It’s no secret that I have social anxiety; I get nervous even thinking about talking to people I don’t know, and I’m terrified of people judging me. But my social anxiety stretches beyond the sphere of face-to-face interaction; it follows me in the digital world too.
Let me give you an example: three months ago, I joined the page for incoming freshmen at my university, and the big trend on that page was to post an introduction of yourself. I decided to post a similar introduction because I wanted to meet people.
It took me a month to finally post that introduction.
Every time I went to the page telling myself that I would finally write that intro, I would get a few words down, delete everything, and shut my computer off. Eventually, I got tired of always deleting everything, so I opened a Google doc and spent a few weeks tweaking my intro until finally I just decided to get it over with (kind of like ripping a band-aid off).
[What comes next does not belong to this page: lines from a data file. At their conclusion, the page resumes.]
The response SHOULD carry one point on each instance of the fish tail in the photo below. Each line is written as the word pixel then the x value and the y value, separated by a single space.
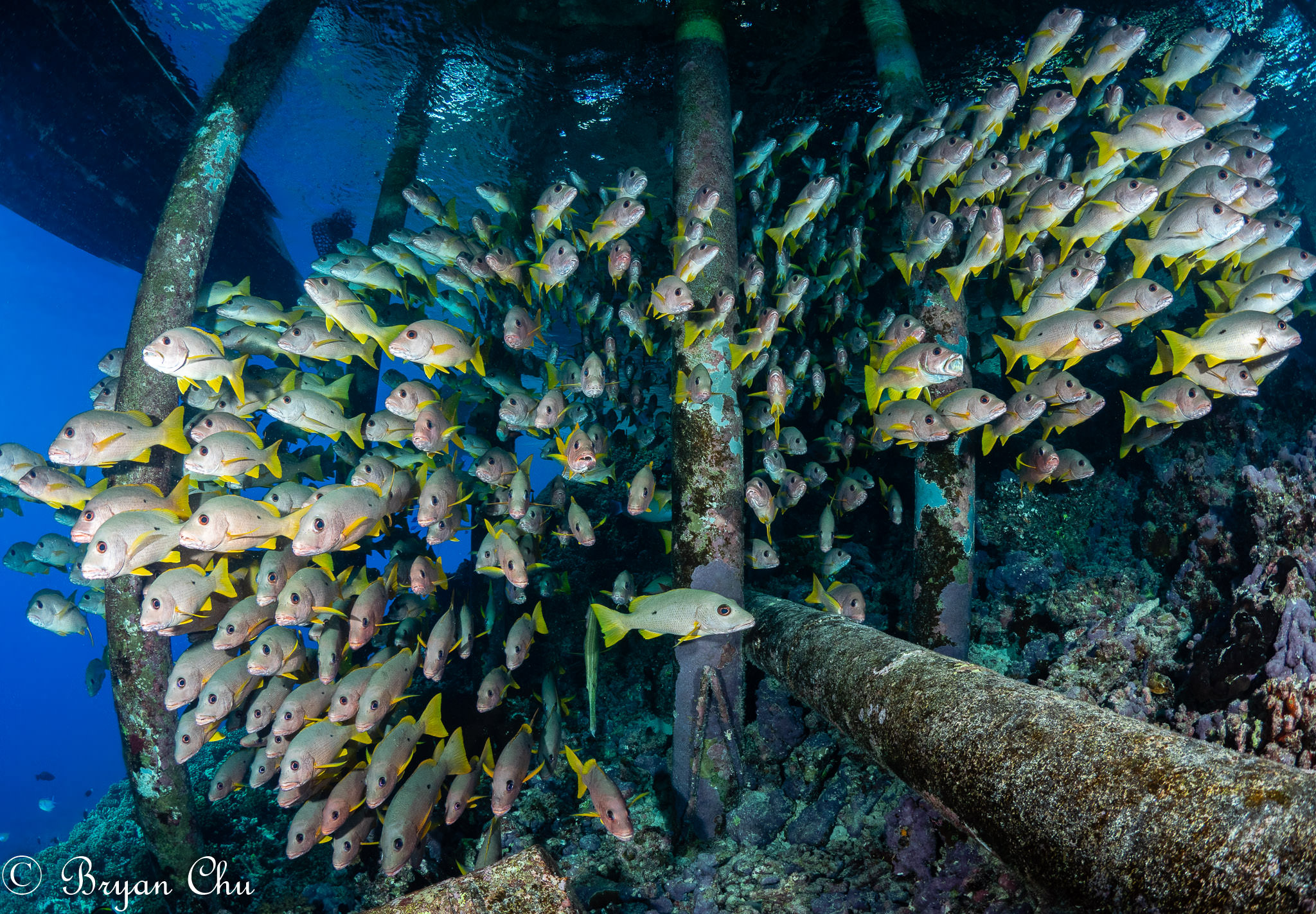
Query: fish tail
pixel 1105 150
pixel 172 430
pixel 432 719
pixel 1066 236
pixel 612 625
pixel 954 278
pixel 369 354
pixel 1132 412
pixel 1181 350
pixel 578 767
pixel 816 593
pixel 1159 87
pixel 354 430
pixel 454 751
pixel 236 378
pixel 1011 349
pixel 1164 358
pixel 1020 73
pixel 873 389
pixel 271 459
pixel 224 580
pixel 1076 76
pixel 902 265
pixel 1143 256
pixel 1009 242
pixel 175 503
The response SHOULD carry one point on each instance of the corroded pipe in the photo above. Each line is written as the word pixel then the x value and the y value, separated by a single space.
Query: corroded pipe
pixel 708 475
pixel 1102 811
pixel 172 278
pixel 893 53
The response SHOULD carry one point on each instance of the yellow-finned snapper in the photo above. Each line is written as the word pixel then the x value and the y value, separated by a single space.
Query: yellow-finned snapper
pixel 1194 225
pixel 683 612
pixel 909 371
pixel 1066 416
pixel 53 612
pixel 549 211
pixel 194 358
pixel 1173 403
pixel 1112 209
pixel 968 408
pixel 1066 337
pixel 616 218
pixel 312 341
pixel 129 541
pixel 911 423
pixel 233 523
pixel 1110 54
pixel 1048 114
pixel 1194 53
pixel 1234 337
pixel 1052 35
pixel 128 497
pixel 437 346
pixel 103 438
pixel 927 241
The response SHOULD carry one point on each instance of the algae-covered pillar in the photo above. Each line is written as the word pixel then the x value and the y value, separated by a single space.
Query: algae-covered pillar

As soon as I had posted it, I shut my computer off and didn’t check Facebook for a few hours.
Once I turned Facebook back on (after worrying constantly about how my intro would be received) I was pleasantly surprised to find that people had reacted well to it. Some people had commented on it, so I replied to them, talked a little, and then one girl asked me to send her a friend request. So I did. And then I had a panic attack.
I had a panic attack because I sent someone a friend request.
It’s true that was an extreme case of my anxiety (it’s the only panic attack I’ve gotten from sending someone a friend request) but I still have anxiety every time I contribute to a social media platform. I’ve actually downloaded Snapchat three or four times already and deleted it each time. I tried Twitter once, but I deleted my account. I have an Instagram, but I only post once in a blue moon (and when I do, it’s nearly always a picture of AT&T Park). I’ve even had a Tumblr twice, and I thought that would help (because Tumblr is supposedly the place where people with social anxiety go) but I deactivated my account twice.
Pretty much the only social media platform I’m on is Facebook, and every time I post something, my anxiety skyrockets because I’m scared people will find me annoying for my content or for posting too much (even though I can count the number of times I’ve posted so far this year on two hands).
And honestly, it seems like a pretty weird thing to be anxious about.